Jornal dos Advogados – Temos assistido, principalmente pela mídia televisiva, determinados episódios que vão ate a gravação de conversas do advogado com seus clientes, com o intuito claro de querer mostrar para a população práticas incorretas dos advogados, tipo “manda o cliente mentir” etc. Como é que o senhor vê isto? Até onde vai o amplo direito de defesa e como é o exercício profissional nesses casos?

TLS – Acho que responsabilidade da direção da Ordem é gigantesca no sentido de esclarecer a opinião pública em relação a estes episódios. Sobretudo por que são episódios em que o advogado não aparece bem...


Jornal dos Advogados – A OAB inclusive tem criticado os profissionais...

TLS – É um absoluto equivoco. É preciso mais do que nunca que a instituição saia em defesa do exercício da profissão. Que esclareça o que significa isto para a cidadania, que o advogado estava no exercício do segredo da relação, garantido por lei, e que ninguém pode violar. E ela foi violada! Mas o advogado disse coisas que não são bonitas, que podem ser censuráveis. Muito bem, mas aí se confundem aquele mau conselho, aquela conversa com o exercício da profissão e ninguém diz “alto lá”. Em primeiro lugar, é uma ilegalidade porque ninguém poderia ter ouvido essa conversa, então essa prova é ilícita. Em segundo lugar, isso faz parte de um direito. Então se o advogado diz coisas bonitas ou não isso não é problema nosso. Outro episódio também famoso em que um dos advogados orienta a cliente a se portar de uma certa maneira perante o público etc. Outra vez, vieram todos a criticar.
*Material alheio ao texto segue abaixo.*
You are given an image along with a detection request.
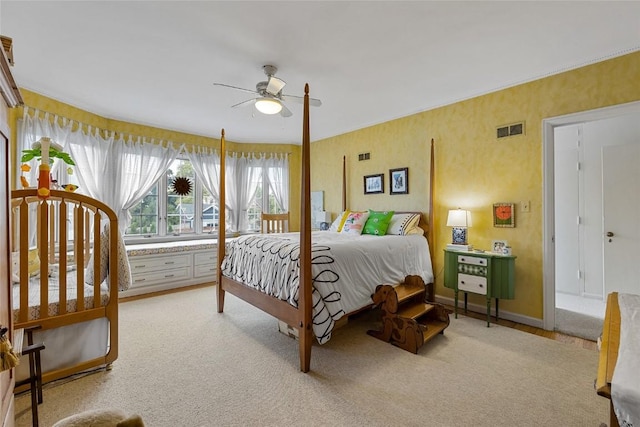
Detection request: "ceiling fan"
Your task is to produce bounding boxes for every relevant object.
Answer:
[214,65,322,117]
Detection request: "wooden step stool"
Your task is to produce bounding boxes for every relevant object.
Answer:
[367,276,451,353]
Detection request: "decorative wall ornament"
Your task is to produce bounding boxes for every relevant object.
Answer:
[389,168,409,195]
[172,176,191,196]
[493,203,516,227]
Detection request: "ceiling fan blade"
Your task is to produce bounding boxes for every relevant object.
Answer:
[267,76,287,95]
[280,103,293,117]
[231,98,257,108]
[282,95,322,107]
[213,83,257,93]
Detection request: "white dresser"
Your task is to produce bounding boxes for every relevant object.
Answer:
[120,239,218,297]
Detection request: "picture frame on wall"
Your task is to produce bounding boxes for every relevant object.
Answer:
[493,203,516,227]
[389,168,409,195]
[364,173,384,194]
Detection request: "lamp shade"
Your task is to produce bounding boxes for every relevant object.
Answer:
[447,209,471,227]
[256,98,282,114]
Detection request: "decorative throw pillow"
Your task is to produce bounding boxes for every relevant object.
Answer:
[340,212,369,235]
[329,211,350,233]
[387,213,420,236]
[362,209,393,236]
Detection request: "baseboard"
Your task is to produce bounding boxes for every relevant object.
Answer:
[436,295,544,329]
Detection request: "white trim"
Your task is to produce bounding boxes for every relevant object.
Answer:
[0,45,23,108]
[542,101,640,331]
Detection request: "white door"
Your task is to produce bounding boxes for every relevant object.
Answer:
[602,143,640,295]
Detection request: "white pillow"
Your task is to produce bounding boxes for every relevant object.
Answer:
[340,212,369,235]
[387,213,423,236]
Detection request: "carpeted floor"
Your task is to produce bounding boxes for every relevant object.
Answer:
[16,287,609,427]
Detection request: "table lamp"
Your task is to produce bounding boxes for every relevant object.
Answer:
[447,208,471,245]
[319,211,331,230]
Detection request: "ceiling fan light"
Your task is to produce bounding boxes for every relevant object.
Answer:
[256,98,282,114]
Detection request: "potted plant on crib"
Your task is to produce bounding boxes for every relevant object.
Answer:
[20,137,78,199]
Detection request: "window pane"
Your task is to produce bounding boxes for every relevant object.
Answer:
[125,184,158,235]
[167,159,195,235]
[247,179,262,231]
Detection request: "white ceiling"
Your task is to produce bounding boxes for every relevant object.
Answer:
[0,0,640,144]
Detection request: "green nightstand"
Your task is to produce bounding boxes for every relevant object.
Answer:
[444,249,516,327]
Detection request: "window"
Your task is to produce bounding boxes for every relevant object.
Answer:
[247,167,284,231]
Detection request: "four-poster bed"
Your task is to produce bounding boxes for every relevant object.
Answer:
[217,85,433,372]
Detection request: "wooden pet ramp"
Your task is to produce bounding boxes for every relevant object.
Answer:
[367,276,451,353]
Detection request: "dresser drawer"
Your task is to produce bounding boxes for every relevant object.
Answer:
[129,254,191,274]
[131,266,191,287]
[458,273,487,295]
[458,255,487,267]
[193,264,217,280]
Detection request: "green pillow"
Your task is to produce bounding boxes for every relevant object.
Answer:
[362,210,393,236]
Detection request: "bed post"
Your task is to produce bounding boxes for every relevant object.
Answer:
[427,138,436,301]
[216,129,227,313]
[342,156,347,212]
[427,138,435,265]
[298,83,313,372]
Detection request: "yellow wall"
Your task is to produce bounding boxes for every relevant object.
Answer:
[311,52,640,319]
[10,89,300,230]
[13,52,640,319]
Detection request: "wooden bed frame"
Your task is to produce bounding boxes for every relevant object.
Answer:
[217,84,434,372]
[11,189,118,391]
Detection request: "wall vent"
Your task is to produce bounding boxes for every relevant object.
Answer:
[496,122,524,138]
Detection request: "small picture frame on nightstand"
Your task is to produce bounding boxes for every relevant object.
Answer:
[491,240,509,255]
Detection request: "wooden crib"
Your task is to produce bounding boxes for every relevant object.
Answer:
[11,189,118,391]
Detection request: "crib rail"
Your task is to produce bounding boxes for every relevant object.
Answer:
[11,189,118,327]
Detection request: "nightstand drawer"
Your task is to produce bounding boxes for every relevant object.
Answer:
[458,255,487,267]
[458,273,487,295]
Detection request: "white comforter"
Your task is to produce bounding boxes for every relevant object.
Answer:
[222,231,433,344]
[611,294,640,426]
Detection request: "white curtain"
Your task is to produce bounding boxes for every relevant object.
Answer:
[185,147,220,206]
[265,154,289,212]
[17,107,182,234]
[15,107,72,248]
[16,107,73,192]
[67,129,182,234]
[225,153,265,232]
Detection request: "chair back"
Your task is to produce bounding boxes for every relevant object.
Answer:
[260,212,289,233]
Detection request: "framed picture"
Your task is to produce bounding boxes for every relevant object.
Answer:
[493,203,516,227]
[364,173,384,194]
[389,168,409,194]
[491,240,509,255]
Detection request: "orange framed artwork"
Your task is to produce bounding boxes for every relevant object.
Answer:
[493,203,516,227]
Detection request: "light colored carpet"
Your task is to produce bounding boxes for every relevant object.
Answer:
[556,308,604,341]
[16,287,609,426]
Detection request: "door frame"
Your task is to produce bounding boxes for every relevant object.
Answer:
[542,101,640,331]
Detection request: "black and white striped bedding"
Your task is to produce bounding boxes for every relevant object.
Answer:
[222,231,433,344]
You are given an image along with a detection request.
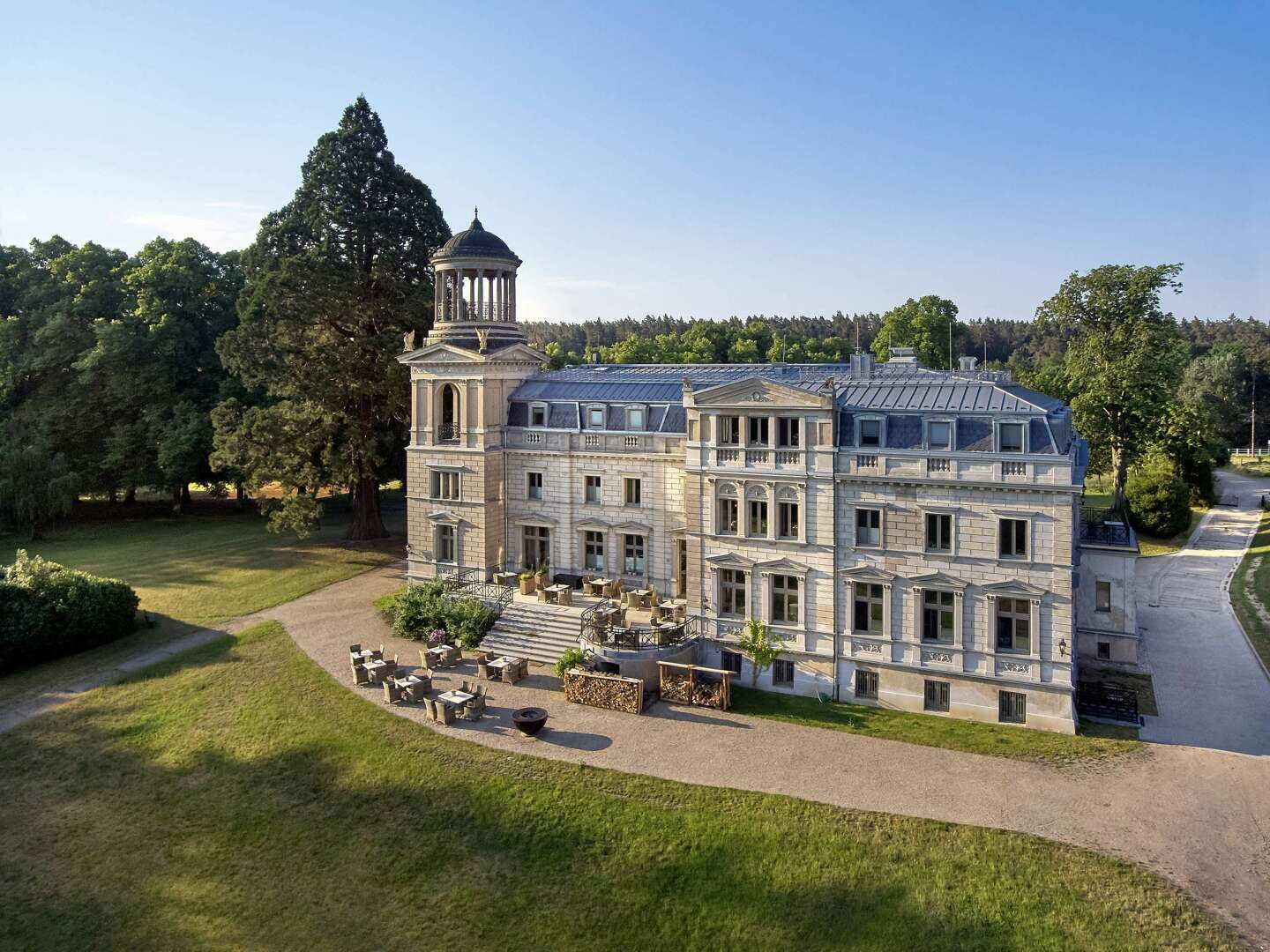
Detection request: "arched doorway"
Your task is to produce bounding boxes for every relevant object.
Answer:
[437,383,459,442]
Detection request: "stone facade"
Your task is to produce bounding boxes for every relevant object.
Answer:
[401,218,1135,733]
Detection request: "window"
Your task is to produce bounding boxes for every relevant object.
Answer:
[856,509,881,546]
[748,499,767,537]
[998,519,1027,559]
[998,423,1024,453]
[852,582,885,635]
[776,416,803,448]
[719,569,745,615]
[523,525,551,569]
[997,598,1031,651]
[437,525,459,562]
[1094,579,1111,612]
[582,529,604,571]
[922,589,956,645]
[719,499,738,536]
[745,416,770,447]
[623,534,644,575]
[997,690,1027,724]
[719,416,741,447]
[924,681,949,713]
[856,667,878,701]
[776,502,797,539]
[773,658,794,687]
[926,420,952,450]
[432,470,459,499]
[860,420,881,447]
[773,575,797,624]
[926,513,952,552]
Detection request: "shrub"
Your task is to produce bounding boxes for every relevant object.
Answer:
[1124,459,1190,539]
[392,582,497,650]
[0,550,138,670]
[555,647,586,678]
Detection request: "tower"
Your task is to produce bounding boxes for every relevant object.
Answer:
[398,216,546,580]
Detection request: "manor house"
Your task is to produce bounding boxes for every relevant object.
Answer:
[400,219,1137,733]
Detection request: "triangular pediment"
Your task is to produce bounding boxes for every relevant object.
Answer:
[840,565,895,585]
[692,376,828,409]
[983,580,1045,599]
[754,556,809,575]
[706,552,754,569]
[908,572,965,591]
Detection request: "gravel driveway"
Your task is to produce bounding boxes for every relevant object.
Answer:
[252,543,1270,948]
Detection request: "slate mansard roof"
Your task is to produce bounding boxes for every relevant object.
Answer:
[508,361,1073,455]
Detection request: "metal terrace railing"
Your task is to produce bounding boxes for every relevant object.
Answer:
[580,599,699,651]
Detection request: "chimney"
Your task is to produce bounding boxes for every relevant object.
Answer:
[851,350,872,380]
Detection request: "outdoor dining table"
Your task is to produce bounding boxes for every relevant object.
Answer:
[437,690,476,707]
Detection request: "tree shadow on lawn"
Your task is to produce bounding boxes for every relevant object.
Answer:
[0,635,1229,949]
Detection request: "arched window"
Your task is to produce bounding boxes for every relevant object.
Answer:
[437,383,459,441]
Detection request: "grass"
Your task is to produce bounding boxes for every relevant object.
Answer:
[1085,473,1207,556]
[731,688,1143,767]
[0,623,1238,952]
[0,491,405,702]
[1230,513,1270,666]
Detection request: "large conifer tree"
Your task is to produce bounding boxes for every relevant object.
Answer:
[213,96,450,539]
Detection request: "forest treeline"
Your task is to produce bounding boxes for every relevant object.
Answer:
[0,98,1270,539]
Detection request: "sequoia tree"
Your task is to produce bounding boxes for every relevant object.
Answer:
[213,96,450,539]
[1036,264,1186,508]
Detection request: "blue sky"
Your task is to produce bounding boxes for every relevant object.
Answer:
[0,0,1270,320]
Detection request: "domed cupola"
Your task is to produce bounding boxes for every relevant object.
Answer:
[428,212,525,350]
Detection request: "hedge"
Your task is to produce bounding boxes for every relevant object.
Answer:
[0,550,138,672]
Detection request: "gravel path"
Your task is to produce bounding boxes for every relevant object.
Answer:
[255,558,1270,948]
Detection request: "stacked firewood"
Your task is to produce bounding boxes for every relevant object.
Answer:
[564,669,644,713]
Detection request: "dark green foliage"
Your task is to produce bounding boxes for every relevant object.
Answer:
[0,550,138,672]
[392,580,497,649]
[1125,457,1190,539]
[214,98,450,539]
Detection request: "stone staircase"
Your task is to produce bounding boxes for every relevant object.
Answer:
[480,602,582,664]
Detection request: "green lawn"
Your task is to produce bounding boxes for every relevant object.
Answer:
[1230,513,1270,666]
[0,624,1238,952]
[1085,473,1207,556]
[731,688,1143,765]
[0,490,405,702]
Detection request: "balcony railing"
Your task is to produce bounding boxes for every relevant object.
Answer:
[580,599,698,651]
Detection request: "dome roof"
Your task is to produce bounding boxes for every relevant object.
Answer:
[433,212,520,263]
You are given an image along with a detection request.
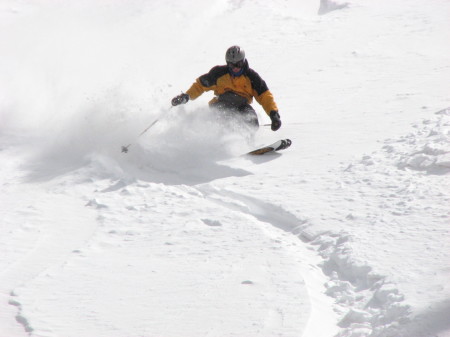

Felizmente, neste caso, o Tribunal de Ética de São Paulo mandou arquivar. O presidente da OAB de São Paulo, por exemplo, tem sido muito ativo, presente na defesa das prerrogativas. Mais do que defender as prerrogativas é preciso orientar, educar, esclarecer a opinião pública e não deixar que a mídia massacre, confunda isso. Porque o direito de defesa é uma conquista da civilização, da humanidade e vem de Cristo. Não é à toa que os tribunais tem a cruz de Cristo nas salas de julgamento. Não é porque eles são católicos – às vezes juízes que praticam outras religiões já requereram a retirada daquele símbolo nas salas – mas sim porque aquilo é uma lembrança da injustiça e da falta de defesa. É para lembrar o quanto é sagrado o direito de defesa. E esse direito tem que ser protegido pela Ordem dos Advogados do Brasil. E se não o for, a Ordem não cumpre o seu papel fundamental, que é o da proteção da profissão neste aspecto que é o mais difícil, o mais extraordinário que a profissão tem. A defesa da advocacia criminal é fundamental para o exercício da cidadania e esta responsabilidade cabe à OAB.


Jornal dos Advogados – Qual é sua avaliação sobre o papel do Sindicato dos Advogados?

TLS – O sindicato presta um serviço importantíssimo para o exercício da advocacia. Ele é um auxiliar poderoso nas questões da advocacia, na defesa das prerrogativas e na de todos os outros direitos.